Enfin, il faut aider les bons conducteurs et les valoriser, de manière à ce que l'on puisse être positif dans cette culture de la responsabilité routière. L'attention aux victimes d'une part, le respect en direction des bons conducteurs d'autre part, font partie de cette culture de la responsabilité routière. Le gouvernement et les pouvoirs publics sont déterminés dans cette action, action durable pour l'intérêt du pays, et pour laquelle nous voulons que les courbes puissent baisser encore de manière très significative. Nous ne sommes pas dans une situation où on peut être satisfait. Nous sommes satisfaits des progrès réalisés, mais la situation reste quand même une pathologie nationale qu'il nous faut corriger.
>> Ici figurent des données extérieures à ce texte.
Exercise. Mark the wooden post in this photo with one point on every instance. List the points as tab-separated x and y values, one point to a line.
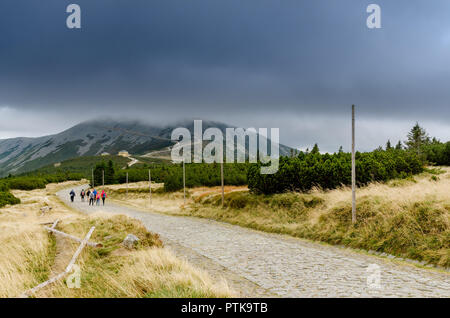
55	231
127	184
184	183
68	269
221	177
80	248
353	168
150	185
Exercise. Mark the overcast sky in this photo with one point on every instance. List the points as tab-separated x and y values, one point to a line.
293	64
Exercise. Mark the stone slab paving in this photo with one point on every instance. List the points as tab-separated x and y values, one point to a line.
285	266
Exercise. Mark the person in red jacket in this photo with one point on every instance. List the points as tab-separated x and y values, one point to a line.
103	195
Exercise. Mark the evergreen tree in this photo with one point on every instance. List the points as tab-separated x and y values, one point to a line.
388	145
315	149
417	137
110	173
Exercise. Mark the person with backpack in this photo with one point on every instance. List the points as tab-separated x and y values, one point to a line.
72	195
98	198
91	198
103	195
Je termine en disant sur tout ces sujets, qu'il y a un espoir très important qui est né de cette action. C'est la prise de conscience chez les citoyens de l'importance du sujet. La sécurité, ce n'est pas les autres. La sécurité, c'est un partage entre décisions des pouvoirs publics au sein du pacte républicain, c'est aussi une attitude personnelle à laquelle chacun doit pouvoir contribuer. C'est pour cela que le chantier de la sécurité routière est un chantier exemplaire, parce que c'est un dossier sur lequel les Françaises et les Français ont accepté de changer d'attitude, de changer de comportement au nom de leur responsabilité. Et de ce point de vue-là, cela donne, je trouve, un souffle d'optimisme à tous ceux qui comme vous, militez dans la Fonction publique, pour que les comportements dans l'action publique puissent être les plus efficaces possible par rapport aux objectifs qui sont donnés. Il y a vraiment un travail, qui est un travail qui a donné des résultats, ce pourquoi je vous remercie vous et votre ministre.